Scholars in sociology tell us this is closely connected to the fact that men in later-born cohorts can’t marry if they don’t have “a good job”. Those jobs – jobs with on-the-job training, jobs with benefits, jobs where, if you work hard, you can expect to move up – are harder and harder to come by now. While marriage rates fell, rates of cohabitation rose. However, unlike what one sees in many European countries, these cohabitations are fragile in the US. Taken together, this leaves less structure (in religion, in jobs, in marriage). If things go well, this is fine, but if things go poorly, this can lead to suicide.

When you have a solution for the problem we already face then I’ll quite describing technological boosterism as naive, blithe, careless and dangerous.

Conclusion

We have a wicked problem. Trying to solve one part of it may make other parts worse. For example, a moratorium on fossil fuel usage will stop our economies cold. The pain action like this creates will start them up again furiously, and this time we’ll say “never again” to ideas like that! Alternatively, ignoring the problem just piles up more pain later.

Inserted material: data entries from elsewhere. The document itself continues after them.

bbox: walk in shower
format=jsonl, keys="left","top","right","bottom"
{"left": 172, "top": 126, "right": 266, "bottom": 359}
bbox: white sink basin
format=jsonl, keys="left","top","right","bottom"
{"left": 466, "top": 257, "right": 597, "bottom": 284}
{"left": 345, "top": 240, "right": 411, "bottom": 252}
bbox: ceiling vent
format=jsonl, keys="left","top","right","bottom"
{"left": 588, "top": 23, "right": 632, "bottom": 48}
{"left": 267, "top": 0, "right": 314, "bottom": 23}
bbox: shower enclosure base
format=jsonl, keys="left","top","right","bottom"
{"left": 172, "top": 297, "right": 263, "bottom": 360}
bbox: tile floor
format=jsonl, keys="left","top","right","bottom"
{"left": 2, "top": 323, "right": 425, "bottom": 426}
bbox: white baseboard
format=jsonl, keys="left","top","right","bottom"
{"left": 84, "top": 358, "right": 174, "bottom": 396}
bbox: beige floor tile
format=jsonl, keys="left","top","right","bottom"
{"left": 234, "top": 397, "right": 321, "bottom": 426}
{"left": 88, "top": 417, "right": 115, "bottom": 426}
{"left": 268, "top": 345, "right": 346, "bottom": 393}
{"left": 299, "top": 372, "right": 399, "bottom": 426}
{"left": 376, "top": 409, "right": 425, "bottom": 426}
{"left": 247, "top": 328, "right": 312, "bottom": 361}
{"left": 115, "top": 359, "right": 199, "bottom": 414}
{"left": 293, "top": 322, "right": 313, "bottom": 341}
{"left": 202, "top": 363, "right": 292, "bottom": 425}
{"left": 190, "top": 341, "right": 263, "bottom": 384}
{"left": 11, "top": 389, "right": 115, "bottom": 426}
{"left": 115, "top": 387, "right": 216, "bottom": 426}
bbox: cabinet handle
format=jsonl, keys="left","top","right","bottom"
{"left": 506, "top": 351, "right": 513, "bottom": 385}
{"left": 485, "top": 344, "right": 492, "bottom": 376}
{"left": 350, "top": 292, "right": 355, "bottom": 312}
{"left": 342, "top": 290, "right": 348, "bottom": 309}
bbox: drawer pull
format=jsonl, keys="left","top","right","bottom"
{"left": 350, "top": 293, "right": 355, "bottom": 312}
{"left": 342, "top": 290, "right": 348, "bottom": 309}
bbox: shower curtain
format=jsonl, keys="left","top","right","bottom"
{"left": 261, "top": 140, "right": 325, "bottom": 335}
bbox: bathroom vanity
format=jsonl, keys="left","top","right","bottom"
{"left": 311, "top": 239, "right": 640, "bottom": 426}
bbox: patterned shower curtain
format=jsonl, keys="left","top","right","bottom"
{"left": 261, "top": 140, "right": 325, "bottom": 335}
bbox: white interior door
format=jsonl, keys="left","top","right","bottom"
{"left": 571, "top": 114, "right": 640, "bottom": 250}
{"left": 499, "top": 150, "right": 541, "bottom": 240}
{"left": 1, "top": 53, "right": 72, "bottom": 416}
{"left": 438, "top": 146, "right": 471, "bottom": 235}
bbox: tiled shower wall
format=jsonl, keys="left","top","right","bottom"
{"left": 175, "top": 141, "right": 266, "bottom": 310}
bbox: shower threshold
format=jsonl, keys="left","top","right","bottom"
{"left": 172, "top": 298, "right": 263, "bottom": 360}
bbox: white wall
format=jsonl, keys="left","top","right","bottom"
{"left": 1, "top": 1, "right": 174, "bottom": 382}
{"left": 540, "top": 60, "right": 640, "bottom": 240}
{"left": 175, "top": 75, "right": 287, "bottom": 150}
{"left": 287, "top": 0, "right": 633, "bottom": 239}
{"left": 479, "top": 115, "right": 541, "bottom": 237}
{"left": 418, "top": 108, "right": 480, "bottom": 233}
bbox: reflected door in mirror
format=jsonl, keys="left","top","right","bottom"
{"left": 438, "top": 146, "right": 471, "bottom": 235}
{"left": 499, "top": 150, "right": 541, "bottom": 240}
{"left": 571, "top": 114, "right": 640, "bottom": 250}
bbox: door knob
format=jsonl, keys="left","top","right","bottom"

I don’t have any answers. I also don’t have the ability to ignore the problem just because I don’t know what to do about it (would be nice!). The best I can come up with is:

  • Be good to people around you. Don’t respect hierarchy. Don’t place yourself above any other.
  • Try to find joy in living smaller. Walk to the mountains for a vacation, don’t fly.
  • Have less children. A fulfilling life can also be had with no children.
  • Be skeptical of people who assert the future will be rosy. Call them out on bullshit.
  • Don’t give in to “hating” humanity. We are creatures with limits, like all other animals. Whoever said we were going to be capable of steering a global civilization of 7+ billion people into smart directions? Nobody. That’s just an idea in your head. Just because we may well fail isn’t a reason to lose your sense of humor.
  • Winning isn’t everything. We’ve played a grand game. Now…

Turn your thoughts away from what may or may not be. Turn and kiss the miracle of your day – the toast with butter…the girl with strawberry lips that you married so long ago…the hot shame of being caught cheating on a test…the first time the boy rode his bike around the block.

I don’t have anything that can compete with that.